The following top 10 approved issues are for complex review of medical necessity and documentation requirements:

  1. Spinal cord neurostimulation (CPT® 63685, 63650, 63655) for outpatient, inpatient, ambulatory surgical center (ASC), and professional services claims
  2. Positron emission tomography for initial treatment strategy in oncologic conditions (CPT® 78608, 78811-78816, A9552) for outpatient and professional services claims
  3. Next generation sequencing (CPT® 81455, 0111U, 0022U, 0037U) for laboratories
  4. Hospice continuous home care (revenue codes 0652 Continuous home care, 0551 Skilled nursing visit, 0571 Home health aide visit, and HCPCS Level II codes G0299, G0300, G0156)
  5. Vagus nerve stimulation (CPT® 64568, 64569, 61885) for outpatient, ASC, and professional services claims
  6. Air ambulance for rotary wing (helicopter) aircraft claims (HCPCS Level II A0431, A0436)
  7. Deep brain stimulation (CPT® 61885, 61886, 95970, 95972, 95973) for outpatient claims
  8. Immunosuppressive drugs (HCPCS level II J7507) for DME claims
  9. Implantable automatic defibrillator (ICD-10-PCS 0JH608Z, 0JH609Z, 0JH638Z, 0JH639Z, 0JH808Z, 0JH809Z, 0JH838Z, 0JH839Z) for inpatient claims
  10. Polysomnography (CPT® 95810, 95811) for outpatient claims

If you go to the CMS website, you can review all approved RAC topics. Each approved RAC topic includes a description, affected codes, and applicable policy references. The applicable policy references section is very helpful as it lists all the regulatory guidelines RACs will use to perform their reviews.

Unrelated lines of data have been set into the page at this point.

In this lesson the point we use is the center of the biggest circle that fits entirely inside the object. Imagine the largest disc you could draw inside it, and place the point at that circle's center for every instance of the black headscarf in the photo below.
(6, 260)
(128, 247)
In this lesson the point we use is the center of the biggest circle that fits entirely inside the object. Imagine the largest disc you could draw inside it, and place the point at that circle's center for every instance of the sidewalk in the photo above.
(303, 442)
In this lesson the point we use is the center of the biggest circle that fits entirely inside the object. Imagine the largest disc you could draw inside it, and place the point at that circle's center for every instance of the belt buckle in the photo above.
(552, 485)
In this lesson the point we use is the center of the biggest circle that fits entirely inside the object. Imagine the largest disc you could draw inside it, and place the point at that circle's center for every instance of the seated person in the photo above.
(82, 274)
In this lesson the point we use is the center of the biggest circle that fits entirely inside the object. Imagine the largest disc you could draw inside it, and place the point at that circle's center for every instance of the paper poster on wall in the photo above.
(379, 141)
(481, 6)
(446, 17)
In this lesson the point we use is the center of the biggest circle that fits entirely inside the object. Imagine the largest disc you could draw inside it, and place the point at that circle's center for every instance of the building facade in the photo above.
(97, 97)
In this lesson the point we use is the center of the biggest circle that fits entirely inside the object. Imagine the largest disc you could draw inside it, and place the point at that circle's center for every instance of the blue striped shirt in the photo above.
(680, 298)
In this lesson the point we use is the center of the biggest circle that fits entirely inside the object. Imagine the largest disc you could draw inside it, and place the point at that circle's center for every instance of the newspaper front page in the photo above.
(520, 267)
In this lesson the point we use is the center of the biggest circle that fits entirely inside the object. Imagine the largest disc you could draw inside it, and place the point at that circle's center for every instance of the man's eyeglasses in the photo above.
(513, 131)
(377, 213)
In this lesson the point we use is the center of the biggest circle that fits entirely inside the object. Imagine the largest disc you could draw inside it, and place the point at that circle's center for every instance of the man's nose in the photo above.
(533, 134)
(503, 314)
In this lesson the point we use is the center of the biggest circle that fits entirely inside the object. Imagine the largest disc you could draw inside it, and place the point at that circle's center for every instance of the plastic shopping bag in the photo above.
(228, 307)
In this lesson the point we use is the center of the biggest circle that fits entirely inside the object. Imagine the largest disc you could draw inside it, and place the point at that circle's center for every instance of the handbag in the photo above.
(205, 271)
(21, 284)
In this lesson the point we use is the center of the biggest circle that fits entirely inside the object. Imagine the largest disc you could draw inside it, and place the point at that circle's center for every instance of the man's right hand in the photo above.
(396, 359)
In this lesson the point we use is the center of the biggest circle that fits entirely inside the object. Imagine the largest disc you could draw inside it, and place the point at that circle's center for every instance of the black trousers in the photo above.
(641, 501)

For example, for Next Generation Sequencing reviews, RACs will consider 17 applicable resources including the Social Security Act, Title 42 Code of Federal Regulations, the Medicare Benefit Policy Manual, the Medicare Program Integrity Manual, the Medicare National Coverage Determination Manual, and the CPT® and ICD-10-CM code books.

Use these same references in your internal audits to ensure your claims are coded correctly and that you have documentation to back up those claims.